Many companies use NIS to distribute authentication data
(username/password, group, etc) along with automount maps to make
networks of servers all authenticate and mount shared NFS drives
uniformly. I’ve built hundreds of these networks, often mixing linux,
solaris, bsd, and usually a few windows systems. I recently was asked to
set up a Mac XServe box on a network of Linux and Solaris machines, and
integrate it to work alongside them. At first this was a bit baffling,
and there was really very little useful info on the net for how to do
this, but I eventually figured it out and it wasn’t that hard in the
end. I have very little recent Mac experience so maybe someone more
familiar with the Mac would have found this to be simple but I suspect
there are really very few people around with recent Mac server
experience outside of Apple itself.
The goal in this project was two-fold:
- Make the Mac X-Serve box authenticate users against either NIS or Active Directory (NIS preferred).
- Get automount to work using the NIS automount maps such that all the
NFS shares are available, including per-user home directories, matching
all the other machines on the network.
I did this on an Apple X-Serve box running Mac OS-X Server 10.5.6
patched up to date as of today. Networking was already set up, using
DHCP for IP address, default route, and DNS settings. I also distribute
the NIS domain name and server and NTP servers via DHCP but it appears
the Mac ignores those settings.
First, set up a NIS binding:
In the Mac GUI, Finder, Applications, Utilities, open the “Directory Utility”
- Click the lock to unlock
- Services tab, click “BSD Flat File and NIS” and click the pencil to edit the settings
- Enter the NIS domain name and servers (server hostname ok if DNS is
in use, or put in the IP addresses if you’re using NIS for hostname
- Check the “Use NIS domain for authentication” box.
- Search Policy tab, Authentication
- Set “Search:” to “Custom Path”
- Drag the “BSD/<domain>” item up as high as it’ll stick
- Apply everything and click the Lock when you’re done.
sets up and starts the NIS client (and appears to make it start at boot
correctly). It also appears to set up the equivalent of nsswitch.conf
to do the right things, although I wasn’t able to find the actual config
file to confirm this. At this point from a root shell you should be
able to ‘ypwhich’ and see that it found your NIS server. You can test a
map lookup, for example ‘ypmatch jeff passwd’ should produce the
Second, to set up Automount:
If you’re using automount maps you’ll probably have to edit some
files in the filesystem to make them work right. The Mac appears to use
Solaris/BSD style automount maps by default (auto_home, auto_master
etc.) so if you have a Linux infrastructure (auto.home, auto.master
etc.) then you have to edit /etc/auto_master on the Mac to fix it. This
may be as easy as changing the “+auto_master” to “+auto.master” and
deleting the rest of the lines in the file. This will take auto.master
from NIS and all it’s child maps get linked in from there. Make the
auto_master file do the right thing based on your network setup,
probably just copy one from another machine if yours is more complex or
if you don’t distribute auto.master via NIS.
Most NFS servers require mount requests to come from “secure” ports
(ports <1024) but it appears the Mac NFS client does not adhere to
this by default. So, to fix this edit /etc/autofs.conf and add
“resvport” to the options line:
Note you have to be root to edit that file. If you’re logged in as an
admin user you can “su” or “sudo /bin/sh” to get a real root shell.
You can probably just send a HUP to automountd to make it re-read the
conf file, but I rebooted the machine just to be sure everything came
up correctly after all these changes.
Once rebooted, you should be able to see the automounted directories.
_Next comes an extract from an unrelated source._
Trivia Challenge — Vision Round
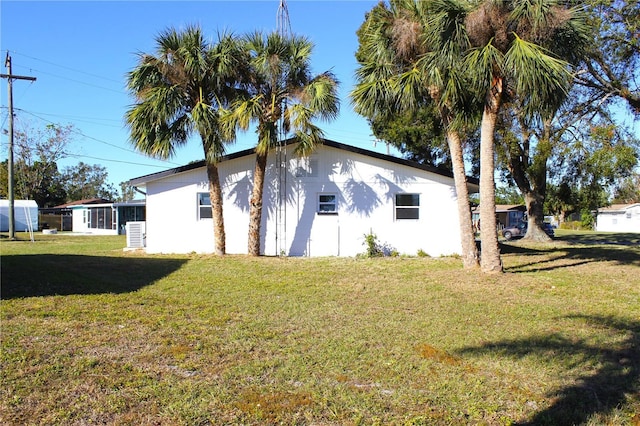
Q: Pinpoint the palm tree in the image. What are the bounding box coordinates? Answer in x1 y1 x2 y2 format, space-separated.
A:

For example, if you have an auto.home map with entries for each user
you should see /home be taken over by automount:
sh-3.2# df -h /home
Filesystem Size Used Avail Capacity Mounted on
map auto.home 0Bi 0Bi 0Bi 100% /home
and a user’s home dir should be mounted:
sh-3.2# df -h /home/jeff
Filesystem Size Used Avail Capacity Mounted on
homer:/disk/d2/home/jeff 2.7Ti 2.1Ti 299Gi 88% /home/jeff
can also statically mount NFS drives, there is a tool in the Directory
Services Utility to do it, just be sure to include the “resvport” option
(-P in some systems) if your nfs server requires it (most do).
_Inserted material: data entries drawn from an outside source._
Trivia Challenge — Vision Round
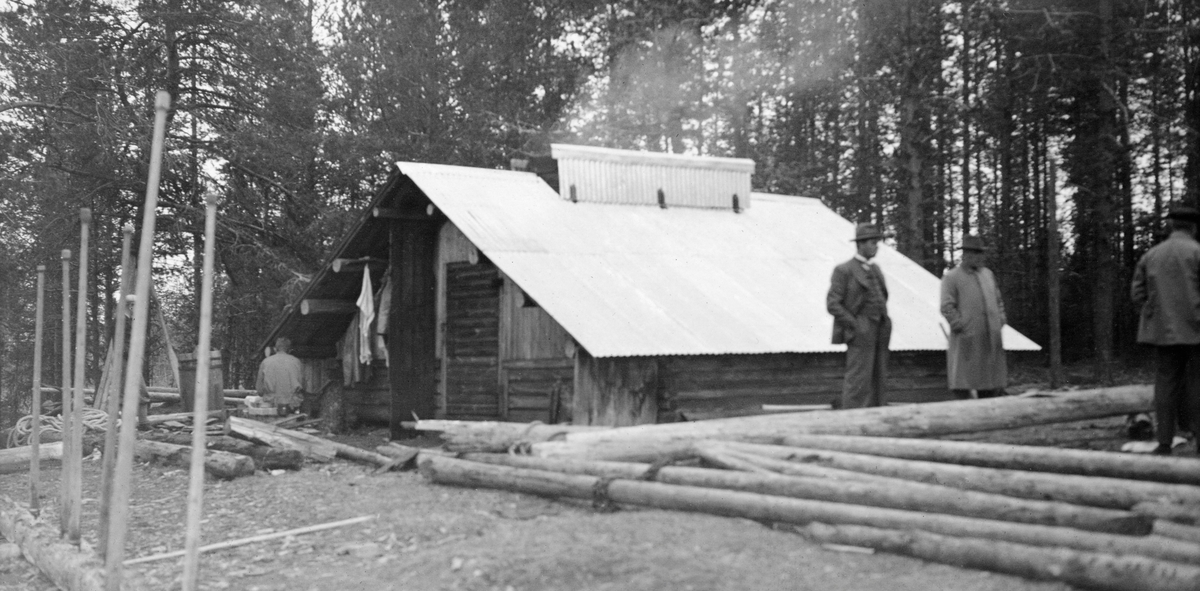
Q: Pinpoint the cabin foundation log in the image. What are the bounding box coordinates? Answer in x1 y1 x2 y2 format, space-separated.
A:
715 442 1200 509
532 386 1153 461
781 435 1200 484
134 440 254 480
799 523 1200 591
463 454 1152 536
420 453 1200 565
0 496 144 591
It appears that the mac NIS config doesn’t know about netgroups, or
at least I couldn’t get sudo to work right using the netgroup-based
rules I use on all the other systems. The system does see the map (ypcat
on the map name does work for example) however either the OS doesn’t
know about netgroup maps or whatever it uses as the equivalent of
nsswitch.conf doesn’t get set up correctly to include NIS in the
netgroup lookups. I use netgroups heavily with sudo, so I had to juggle
things a bit to use groups instead of netgroups for this host. Luckily
this is the only Mac on the network so that wasn’t a big deal.
The bottom line… the Mac X-Serve does work as a NIS client, user
authentication and groups do work, as do automount via NIS automount
maps. However it appears that NIS netgroups do not work on the Mac.